Obviously, I wasn’t? Because I’d yet to understand what was going on or how it pertained to me. “Sir, I don’t know how to break this to you, but Waverly and I haven’t been together in quite some time. She hasn’t answered any of my texts since right before spring break.”

“What?” The incredulousness in his tone rubbed me the wrong way. Here I was suffering in silence thinking everyone in her family realized what happened, and it turned out, no one did. “Sarah Jane…”

Their muffled frantic conversation had bile biting at the back of my throat. It was obvious something had happened to Waverly, but what or how, they weren’t being forthcoming. If they thought we were together still, Waverly must have been in terrible shape.

“Son,” Mack Sr. said, returning my attention to him. “I need you to listen to me and do as I am telling you to do.”
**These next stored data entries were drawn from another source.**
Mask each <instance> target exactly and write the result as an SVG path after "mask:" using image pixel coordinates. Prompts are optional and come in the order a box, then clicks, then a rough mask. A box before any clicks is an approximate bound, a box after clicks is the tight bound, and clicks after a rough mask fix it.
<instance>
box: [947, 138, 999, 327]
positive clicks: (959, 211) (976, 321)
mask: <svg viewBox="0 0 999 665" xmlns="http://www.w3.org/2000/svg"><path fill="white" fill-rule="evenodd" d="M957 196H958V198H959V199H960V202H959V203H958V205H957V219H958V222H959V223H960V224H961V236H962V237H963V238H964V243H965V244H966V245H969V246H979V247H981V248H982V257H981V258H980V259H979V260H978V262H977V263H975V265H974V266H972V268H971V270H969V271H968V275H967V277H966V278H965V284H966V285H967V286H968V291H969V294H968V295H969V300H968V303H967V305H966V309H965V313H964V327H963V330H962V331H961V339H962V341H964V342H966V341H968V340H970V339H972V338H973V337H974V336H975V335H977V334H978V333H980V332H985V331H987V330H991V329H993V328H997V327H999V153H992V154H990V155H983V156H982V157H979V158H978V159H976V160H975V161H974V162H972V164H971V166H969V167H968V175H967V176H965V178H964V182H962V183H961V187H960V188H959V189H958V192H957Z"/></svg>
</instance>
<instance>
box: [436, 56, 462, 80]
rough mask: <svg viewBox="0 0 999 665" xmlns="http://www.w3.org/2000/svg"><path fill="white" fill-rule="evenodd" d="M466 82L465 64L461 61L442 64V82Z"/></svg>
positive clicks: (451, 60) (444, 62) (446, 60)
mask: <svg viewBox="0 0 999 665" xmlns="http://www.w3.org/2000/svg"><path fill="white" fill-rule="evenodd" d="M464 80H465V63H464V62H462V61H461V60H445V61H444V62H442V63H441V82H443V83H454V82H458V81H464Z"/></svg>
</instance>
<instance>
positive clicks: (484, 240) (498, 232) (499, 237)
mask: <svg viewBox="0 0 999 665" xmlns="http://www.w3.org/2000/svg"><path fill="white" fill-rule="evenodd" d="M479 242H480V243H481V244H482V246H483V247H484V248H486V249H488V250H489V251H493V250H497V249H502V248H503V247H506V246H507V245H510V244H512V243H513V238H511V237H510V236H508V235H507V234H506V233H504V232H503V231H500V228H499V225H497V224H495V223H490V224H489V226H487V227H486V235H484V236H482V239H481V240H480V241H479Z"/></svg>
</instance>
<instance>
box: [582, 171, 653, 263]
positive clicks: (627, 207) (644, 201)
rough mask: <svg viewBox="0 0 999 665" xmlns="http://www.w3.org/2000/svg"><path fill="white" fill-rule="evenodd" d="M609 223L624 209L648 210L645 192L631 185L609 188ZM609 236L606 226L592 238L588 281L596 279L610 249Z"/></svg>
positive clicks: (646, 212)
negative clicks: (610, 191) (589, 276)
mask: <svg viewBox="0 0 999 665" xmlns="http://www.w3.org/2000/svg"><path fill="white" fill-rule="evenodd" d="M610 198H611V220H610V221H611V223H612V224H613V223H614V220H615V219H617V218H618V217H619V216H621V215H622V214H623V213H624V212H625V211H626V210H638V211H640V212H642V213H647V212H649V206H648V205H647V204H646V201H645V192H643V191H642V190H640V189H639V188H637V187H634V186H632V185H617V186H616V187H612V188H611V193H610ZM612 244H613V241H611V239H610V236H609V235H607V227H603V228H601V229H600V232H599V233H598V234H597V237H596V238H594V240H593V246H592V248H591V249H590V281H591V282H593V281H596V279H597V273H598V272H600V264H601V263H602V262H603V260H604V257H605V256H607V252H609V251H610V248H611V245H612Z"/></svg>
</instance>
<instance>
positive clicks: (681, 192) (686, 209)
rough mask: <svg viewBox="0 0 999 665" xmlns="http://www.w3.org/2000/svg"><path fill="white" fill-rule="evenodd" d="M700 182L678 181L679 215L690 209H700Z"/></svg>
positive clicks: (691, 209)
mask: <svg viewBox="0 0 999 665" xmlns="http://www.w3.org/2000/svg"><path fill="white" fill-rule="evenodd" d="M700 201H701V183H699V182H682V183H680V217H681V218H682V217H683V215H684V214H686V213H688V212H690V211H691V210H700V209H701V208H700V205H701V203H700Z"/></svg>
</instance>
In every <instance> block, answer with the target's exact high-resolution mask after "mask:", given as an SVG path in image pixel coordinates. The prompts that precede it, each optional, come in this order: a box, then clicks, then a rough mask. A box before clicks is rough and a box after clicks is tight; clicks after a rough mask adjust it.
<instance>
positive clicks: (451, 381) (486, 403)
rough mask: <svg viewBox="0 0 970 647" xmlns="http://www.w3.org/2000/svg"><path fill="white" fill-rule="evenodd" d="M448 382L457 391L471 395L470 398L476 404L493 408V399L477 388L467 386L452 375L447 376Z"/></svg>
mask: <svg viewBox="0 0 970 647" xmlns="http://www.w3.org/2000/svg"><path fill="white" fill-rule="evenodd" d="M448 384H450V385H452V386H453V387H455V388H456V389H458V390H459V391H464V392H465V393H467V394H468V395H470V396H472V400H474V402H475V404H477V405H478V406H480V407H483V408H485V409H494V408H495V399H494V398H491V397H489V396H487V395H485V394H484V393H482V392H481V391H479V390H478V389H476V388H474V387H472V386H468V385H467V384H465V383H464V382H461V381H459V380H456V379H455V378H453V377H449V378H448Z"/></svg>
Was this one of those moments when someone says “don’t freak out” and you do and then they get mad? “Sure, whatever you need, sir. We’re family after all.”

“I need you to go with your sister to Vanderbilt Hospital. Don’t stop anywhere, y’hear? We’ll meet you there.”

Still stuck between pure panic and utter confusion, I nodded then agreed. “Anywhere in particular I need to go?”

“Just go to the hospital, son,” Mack Sr.’s voice softened. “We’ll figure it out from there.”

The line went dead, and I stared at the device like it had grown legs and was ready to crawl away. I exhaled roughly as Ireland turned around with fresh tears tracking down her face. The conversation with Mack Sr. made things more confusing for me. He asked about Waverly, then never specifically said what was going on or why we needed to hurry.

Nothing.

Nor did he explain why my sister looked like she’d lost her best damn friend or was missing her family or both at the same time. I honestly didn’t understand. “If somebody doesn’t make a lick of sense soon—” I rubbed the back of my neck “—I’m liable to lose my shit on everyone around me.”

Ireland took my hand. “We should go now. We need to hurry.”

“Again, a little more information would be great. I have a job to do. I don’t appreciate being accused of playing games with a girl who hasn’t said a word to me since last year. Now, why the fuck are we going to Vanderbilt Hospital, and what does this have to do with Waverly?”